Hoje, no seguimento mais próximo de Cristo, me questiono sobre as convicções que tenho. Aquela menina que desejava estudar na melhor escola da cidade hoje aspira viver a vida eterna contemplado o Senhor dos Senhores no céu. Ainda mais motivos tem para lutar. E essa luta começa aqui.
Começa na fé forte de que a missão de levar Cristo aos homens é real e verdadeira. Eu realmente acredito que todo homem precisa desse encontro para ser feliz. Essa luta passa por meu amor apaixonado e esponsal por Jesus que me faz ir até a loucura de abrir mão de tantos outros desejos menores, com o fogo que Jesus já queria que estivesse aceso no mundo.
Mas ela não será ganha se a cabeça cheia de ideias e ideais, movida pelo coração inflamado e convicto não mover um corpo preguiçoso marcado por uma geração que acredita que não precisa sofrer.
O que sou hoje
Infelizmente, aprendi ao longo da minha vida que eu poderia abrir mão de tudo que me gerasse desconforto. Deixei que deturpassem a estudante corajosa e apaixonada e a transformassem em uma missionária medrosa e fraca que escolhe sempre por mais cinco minutos depois do toque do despertador.
Sempre com um jeitinho de não se machucar, de não se ferir, de não enfrentar os medos, de se cansar menos. Sempre escolhendo fazer o que tem que ser feito do jeito mais rápido sem minuciosidade ou aumentando de mais os momentos de descanso, reclamando de coisas triviais e dando tanta importância a pequenas dores que diminuiriam ou sumiriam com o sentido da oferta.
Que bela cristã se pode ser continuando assim. Com discursos incríveis de amor a Jesus, com impulsos impetuosos e altos mas pouca escolha pelo que é diário e que deve ser vivido concretamente a cada dia.
‘’Se não nos é exigido morrermos mártires, pelo menos espera-se de nós a disposição de nadar contra a corrente, defendendo as nossas convicções com um mínimo de coerência.Pensar não basta. A verdade que está na cabeça, se for forte, tem a capacidade expansiva: invade o coração e no coração se aquece. Se queremos ser fortes, temos que nos acostumar a ‘’não dar confiança’’ aos pequenos e grandes incômodos. Quem pode falar de fortaleza quando é incapaz de se levantar na hora ou de tomar um banho frio?’’

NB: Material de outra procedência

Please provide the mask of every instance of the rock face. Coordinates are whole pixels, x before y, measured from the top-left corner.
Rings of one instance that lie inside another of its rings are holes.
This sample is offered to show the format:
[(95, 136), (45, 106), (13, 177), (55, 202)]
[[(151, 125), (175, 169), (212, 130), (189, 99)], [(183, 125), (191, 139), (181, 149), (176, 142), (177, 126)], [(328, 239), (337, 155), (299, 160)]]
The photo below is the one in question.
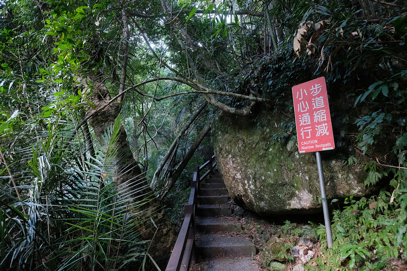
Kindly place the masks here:
[[(267, 129), (259, 129), (258, 121), (225, 113), (214, 122), (212, 145), (229, 194), (238, 204), (263, 215), (321, 212), (315, 154), (300, 154), (296, 138), (271, 140), (284, 132), (277, 124), (287, 119), (261, 119)], [(328, 200), (368, 193), (363, 163), (349, 166), (333, 159), (339, 152), (321, 153)]]

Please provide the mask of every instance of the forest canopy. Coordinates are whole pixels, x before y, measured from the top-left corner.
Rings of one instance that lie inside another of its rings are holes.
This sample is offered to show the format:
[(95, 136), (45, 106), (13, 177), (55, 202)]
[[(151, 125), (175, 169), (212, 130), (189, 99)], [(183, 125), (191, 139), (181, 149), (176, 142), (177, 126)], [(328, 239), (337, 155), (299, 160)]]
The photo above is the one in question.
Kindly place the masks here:
[[(187, 190), (212, 154), (217, 112), (266, 130), (259, 112), (292, 118), (292, 86), (320, 76), (346, 97), (335, 141), (366, 159), (366, 185), (407, 189), (405, 1), (0, 5), (2, 269), (159, 258), (154, 221), (169, 222), (157, 199)], [(272, 141), (296, 136), (295, 123), (280, 126)], [(404, 209), (405, 195), (393, 195)]]

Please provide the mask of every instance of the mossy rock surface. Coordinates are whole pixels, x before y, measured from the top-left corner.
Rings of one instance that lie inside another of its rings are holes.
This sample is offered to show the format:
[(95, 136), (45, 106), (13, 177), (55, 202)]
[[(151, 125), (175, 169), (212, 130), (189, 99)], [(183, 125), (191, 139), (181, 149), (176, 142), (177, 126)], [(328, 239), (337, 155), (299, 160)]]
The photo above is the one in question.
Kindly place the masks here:
[[(271, 140), (273, 135), (284, 132), (277, 124), (292, 121), (285, 117), (271, 114), (258, 117), (264, 129), (258, 129), (252, 118), (218, 114), (212, 141), (219, 168), (229, 194), (241, 206), (262, 215), (321, 212), (314, 153), (300, 154), (296, 139), (284, 143)], [(363, 161), (345, 165), (335, 158), (340, 151), (321, 153), (328, 200), (370, 193), (364, 185)], [(357, 153), (351, 155), (363, 159)]]
[(271, 261), (284, 262), (286, 258), (284, 256), (288, 256), (289, 254), (289, 248), (287, 247), (287, 243), (283, 239), (273, 237), (266, 243), (258, 256), (266, 265), (266, 262)]
[(266, 268), (270, 271), (285, 271), (285, 264), (278, 262), (272, 262), (267, 265), (265, 265)]

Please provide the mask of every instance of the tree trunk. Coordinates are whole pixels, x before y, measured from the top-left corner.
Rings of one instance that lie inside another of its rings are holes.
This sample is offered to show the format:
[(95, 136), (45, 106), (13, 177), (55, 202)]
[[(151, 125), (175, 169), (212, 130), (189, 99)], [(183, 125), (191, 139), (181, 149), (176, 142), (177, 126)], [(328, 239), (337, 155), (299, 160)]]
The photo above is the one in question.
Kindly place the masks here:
[(211, 124), (210, 123), (204, 127), (204, 129), (202, 129), (200, 131), (199, 135), (195, 139), (194, 142), (189, 147), (188, 152), (187, 152), (187, 153), (185, 154), (185, 156), (184, 157), (182, 161), (180, 164), (178, 165), (178, 166), (177, 167), (177, 169), (176, 169), (174, 173), (171, 176), (170, 176), (169, 178), (168, 178), (167, 184), (165, 186), (164, 192), (160, 197), (161, 199), (164, 198), (165, 196), (166, 196), (167, 194), (168, 194), (168, 192), (169, 192), (169, 190), (172, 187), (172, 186), (174, 185), (174, 184), (182, 173), (184, 169), (185, 168), (188, 162), (189, 162), (189, 160), (192, 157), (192, 155), (193, 155), (194, 153), (195, 153), (195, 151), (196, 150), (196, 149), (199, 146), (202, 140), (204, 140), (205, 136), (207, 135), (207, 134), (208, 134), (210, 130)]
[(178, 133), (178, 135), (172, 142), (172, 144), (171, 144), (171, 146), (167, 151), (165, 155), (164, 156), (164, 158), (162, 159), (162, 160), (161, 160), (161, 163), (160, 163), (160, 164), (157, 168), (156, 172), (154, 173), (154, 176), (153, 177), (153, 180), (151, 182), (151, 187), (152, 188), (155, 188), (157, 186), (157, 182), (160, 179), (160, 174), (161, 174), (163, 168), (164, 168), (164, 166), (167, 163), (167, 162), (171, 156), (171, 154), (174, 151), (174, 149), (175, 149), (175, 147), (178, 145), (178, 142), (180, 141), (180, 140), (181, 140), (181, 137), (185, 133), (185, 132), (187, 131), (187, 130), (188, 130), (189, 127), (191, 126), (191, 125), (194, 123), (196, 118), (198, 117), (198, 116), (199, 115), (199, 114), (200, 114), (200, 112), (202, 112), (202, 110), (204, 110), (207, 105), (208, 103), (206, 102), (201, 105), (198, 109), (195, 111), (194, 114), (191, 116), (189, 120), (188, 121), (186, 124), (185, 124), (182, 130), (181, 130)]

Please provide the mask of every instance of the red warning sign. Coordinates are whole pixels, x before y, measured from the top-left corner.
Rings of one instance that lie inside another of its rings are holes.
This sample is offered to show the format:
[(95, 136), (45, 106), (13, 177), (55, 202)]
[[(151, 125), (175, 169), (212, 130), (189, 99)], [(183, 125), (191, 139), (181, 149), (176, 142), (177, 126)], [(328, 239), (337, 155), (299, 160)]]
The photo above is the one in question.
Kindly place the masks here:
[(293, 87), (300, 153), (335, 148), (325, 78)]

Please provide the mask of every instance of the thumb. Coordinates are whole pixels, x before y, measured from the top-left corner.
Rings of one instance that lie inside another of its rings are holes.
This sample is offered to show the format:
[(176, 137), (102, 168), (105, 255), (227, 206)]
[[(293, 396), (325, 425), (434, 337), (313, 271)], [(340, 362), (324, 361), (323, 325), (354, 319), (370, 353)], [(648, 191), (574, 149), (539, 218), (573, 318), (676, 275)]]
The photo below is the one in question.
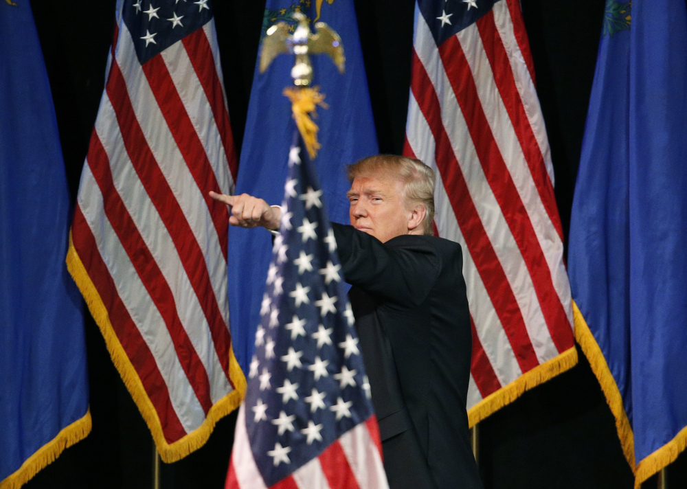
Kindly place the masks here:
[(227, 205), (234, 205), (234, 201), (236, 201), (235, 196), (233, 195), (225, 195), (224, 194), (218, 194), (216, 192), (212, 192), (210, 190), (209, 195), (214, 200), (221, 202)]

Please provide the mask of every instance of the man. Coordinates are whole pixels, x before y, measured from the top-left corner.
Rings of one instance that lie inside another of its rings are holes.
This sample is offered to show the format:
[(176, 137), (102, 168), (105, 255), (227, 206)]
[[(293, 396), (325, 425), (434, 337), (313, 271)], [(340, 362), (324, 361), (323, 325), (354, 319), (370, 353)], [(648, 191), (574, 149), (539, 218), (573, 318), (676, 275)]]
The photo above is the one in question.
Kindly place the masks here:
[[(466, 396), (471, 337), (460, 247), (431, 235), (434, 174), (418, 160), (348, 167), (350, 226), (332, 223), (392, 489), (481, 488)], [(278, 206), (210, 195), (229, 223), (277, 229)]]

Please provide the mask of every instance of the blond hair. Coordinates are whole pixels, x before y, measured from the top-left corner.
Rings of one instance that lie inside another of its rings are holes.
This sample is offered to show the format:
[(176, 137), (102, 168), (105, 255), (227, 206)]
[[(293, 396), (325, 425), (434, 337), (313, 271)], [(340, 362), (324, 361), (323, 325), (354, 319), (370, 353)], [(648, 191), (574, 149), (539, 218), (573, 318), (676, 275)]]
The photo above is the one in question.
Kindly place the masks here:
[(422, 205), (425, 209), (423, 228), (433, 234), (434, 220), (434, 170), (419, 159), (397, 155), (376, 155), (346, 166), (346, 177), (352, 183), (359, 175), (389, 171), (403, 181), (406, 201)]

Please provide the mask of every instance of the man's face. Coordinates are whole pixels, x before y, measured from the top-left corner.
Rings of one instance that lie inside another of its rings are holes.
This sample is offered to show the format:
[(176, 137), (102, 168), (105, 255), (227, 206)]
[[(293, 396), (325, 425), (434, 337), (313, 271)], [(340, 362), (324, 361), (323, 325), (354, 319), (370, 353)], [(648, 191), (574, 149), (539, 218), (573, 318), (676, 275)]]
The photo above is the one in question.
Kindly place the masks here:
[(407, 234), (412, 212), (403, 196), (403, 181), (391, 172), (378, 171), (355, 177), (348, 191), (350, 224), (385, 242)]

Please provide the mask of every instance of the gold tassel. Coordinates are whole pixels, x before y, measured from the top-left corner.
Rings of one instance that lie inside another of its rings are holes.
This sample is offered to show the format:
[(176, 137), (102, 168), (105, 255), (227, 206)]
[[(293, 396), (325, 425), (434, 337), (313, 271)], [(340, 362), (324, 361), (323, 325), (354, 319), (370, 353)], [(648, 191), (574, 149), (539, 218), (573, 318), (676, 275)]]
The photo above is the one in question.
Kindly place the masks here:
[(489, 394), (468, 410), (468, 424), (478, 422), (510, 404), (525, 391), (553, 378), (577, 365), (577, 350), (572, 346), (540, 365), (526, 372), (508, 385)]
[[(168, 443), (162, 432), (162, 425), (150, 400), (143, 387), (143, 383), (138, 376), (131, 361), (124, 351), (124, 347), (120, 343), (119, 338), (110, 323), (110, 317), (95, 286), (81, 261), (74, 247), (71, 231), (69, 231), (69, 248), (67, 253), (67, 268), (71, 277), (76, 282), (86, 300), (91, 315), (95, 320), (100, 332), (105, 339), (105, 345), (112, 358), (112, 363), (120, 372), (124, 385), (131, 394), (131, 398), (138, 407), (141, 416), (148, 425), (155, 446), (160, 454), (162, 462), (170, 464), (183, 458), (191, 452), (197, 450), (205, 444), (214, 428), (215, 424), (222, 418), (227, 416), (238, 407), (246, 392), (246, 379), (241, 371), (241, 367), (234, 355), (234, 349), (229, 350), (229, 373), (234, 383), (234, 389), (218, 400), (210, 408), (205, 416), (205, 421), (200, 427), (190, 433), (172, 443)], [(4, 489), (1, 488), (0, 489)]]
[(319, 87), (297, 89), (293, 87), (284, 89), (284, 95), (291, 101), (291, 111), (296, 126), (303, 137), (303, 142), (308, 150), (311, 159), (317, 156), (317, 150), (322, 147), (317, 142), (317, 131), (319, 127), (313, 122), (312, 117), (317, 117), (317, 106), (328, 109), (324, 103), (324, 94), (319, 93)]
[(572, 302), (572, 315), (575, 320), (575, 339), (577, 340), (582, 352), (589, 361), (592, 372), (596, 376), (601, 390), (606, 397), (606, 403), (608, 404), (611, 412), (616, 418), (616, 429), (618, 431), (618, 437), (620, 440), (622, 453), (625, 455), (625, 459), (632, 469), (632, 473), (635, 473), (636, 468), (634, 433), (627, 414), (625, 413), (625, 408), (622, 405), (620, 390), (618, 388), (618, 384), (616, 383), (613, 374), (611, 374), (611, 369), (606, 363), (601, 348), (596, 343), (594, 334), (592, 334), (587, 321), (574, 301)]
[(54, 462), (66, 448), (91, 433), (91, 409), (82, 418), (65, 427), (54, 438), (26, 459), (13, 474), (0, 481), (0, 489), (19, 489), (41, 469)]

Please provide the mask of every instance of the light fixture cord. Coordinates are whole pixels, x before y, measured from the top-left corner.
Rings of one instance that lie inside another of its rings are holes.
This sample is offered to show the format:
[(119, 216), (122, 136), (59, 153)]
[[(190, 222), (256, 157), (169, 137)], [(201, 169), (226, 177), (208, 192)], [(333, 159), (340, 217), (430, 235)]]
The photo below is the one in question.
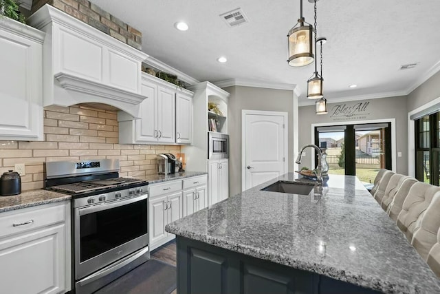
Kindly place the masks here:
[[(318, 34), (318, 30), (316, 30), (317, 25), (318, 25), (318, 24), (316, 23), (316, 0), (315, 0), (315, 55), (316, 55), (316, 35)], [(318, 75), (316, 59), (315, 59), (315, 75), (316, 76)]]
[(321, 43), (321, 78), (322, 78), (322, 40), (320, 43)]

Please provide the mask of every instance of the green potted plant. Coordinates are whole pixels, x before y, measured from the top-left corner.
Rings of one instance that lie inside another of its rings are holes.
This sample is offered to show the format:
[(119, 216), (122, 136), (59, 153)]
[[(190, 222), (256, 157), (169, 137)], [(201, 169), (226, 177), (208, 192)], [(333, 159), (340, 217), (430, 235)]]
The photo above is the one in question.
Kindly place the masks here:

Mas calma! Se você, como eu, tremeu nas bases com essa proposta, uma última porém imprescindível coisa precisa ser dita. A Fortaleza, virtude capaz de nos fazer homens e mulheres fortes, é uma graça recebida pelo Espírito em sacramento. Porém é recebida, se pedida. E pedir é também exercitar.
Graça
Somente um é o poderoso capaz de nos levantar da cama sem frescura ou de nos fazer enfrentar a possibilidade da morte com mansidão. E é assim porque ele mesmo assim o viveu. Ensanguentado e aparentemente fraco foi o único digno de ser apresentado como ‘’O Homem’’ diante da multidão em polvorosa que pedia sua crucifixão.
‘O Homem’ deseja fazer de nós verdadeiros homens. Não cristãos desencarnados com auréolas brilhantes, sem pisar os pés no chão e que não sentem dores ou que acham tudo perfeito e julgam até o seguimento a Cristo fácil de mais. Mas a graça que supõe a natureza e a supera deseja transpor em nós as barreiras de um corpo fraco e mole, nos dando a estatura de Cristo.
Se os homens deste mundo abrem mão de tudo para conseguir o que almejam, por onde anda nossa cabeça, nosso coração e nossos braços que não estão enxertados no corpo chagado e glorioso do nosso Senhor?
E se não conseguimos, hoje, derramar o sangue pela fé que professamos, comecemos saindo da cama no horário que devemos sair. Muito em nós já começará a ser feito ao deixarmos de nos tratar como crianças mimadas e começarmos a escolher o alimento sólido da cruz de cada segundo.
‘’Com a oração e o nosso esforço, podemos superar todas as nossas fraquezas.”